When I was in elementary school, just as my buddies and I were discovering girls, we became interested in ID bracelets. An ID bracelet is an ornamental accessory that’s engraved with the wearers name given as a gift to bestow upon the girl he was “”going steady”” with. Like playing furtive games of Spin the Bottle (or the much racier Seven Minutes in Heaven), offering your ID bracelet to a girl was a rite of passage, a precursor to all of the inept fumbling and bumbling attendant to a boy’s ascendance to manhood.
I also remember an other angst associated with ID bracelets but this one on a more personal level.
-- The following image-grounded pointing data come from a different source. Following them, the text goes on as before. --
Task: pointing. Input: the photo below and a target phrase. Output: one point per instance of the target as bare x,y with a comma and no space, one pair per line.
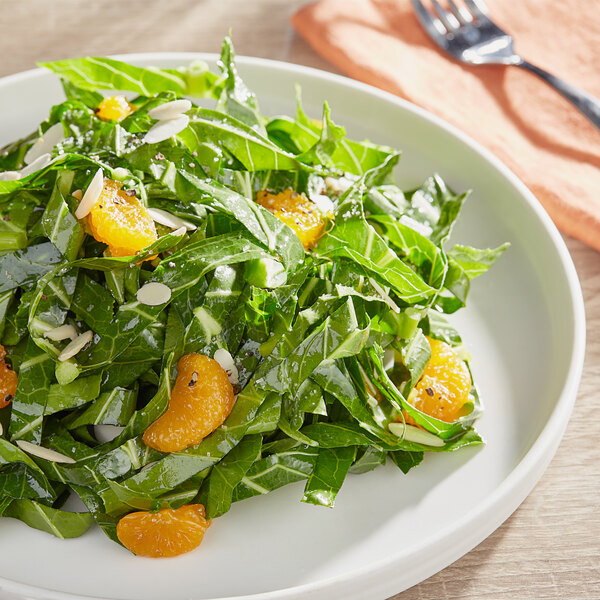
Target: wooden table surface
550,547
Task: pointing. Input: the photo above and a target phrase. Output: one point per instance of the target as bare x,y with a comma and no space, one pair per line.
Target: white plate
524,327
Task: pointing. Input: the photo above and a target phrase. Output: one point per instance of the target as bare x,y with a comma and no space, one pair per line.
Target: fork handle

Most of my friends bracelets were sterling silver. The one my mother bought me was stainless steel, which made it a much less valuable tool of seduction. It was among my first inklings that, financially speaking, people are not all created equal. And at that awkward age, I didn’t need any additional challenges to make a good impression on 12 year-old girls. So I did what every upwardly striving wannabe-rich-but-stolidly-middle-class kid would do: I tried to scratch off the stainless steel engraving.
My mother knew I wasn’t happy with my ID bracelet, so she took me to the jeweler for a return. That’s when I started getting nervous, because sure enough, the jeweler immediately noticed the scratch marks. I stood there denying my knowledge or involvement to the very end. I’m sure my mother knew that I was, somehow, responsible. I wish I knew the jeweler to apologize for my behavior.
I ended up giving my new ID bracelet to Debbie S., a perky brunette who was way cooler than me. She told me she lost it, but I’m not so sure. She probably just got tired of scraping off the stainless steel.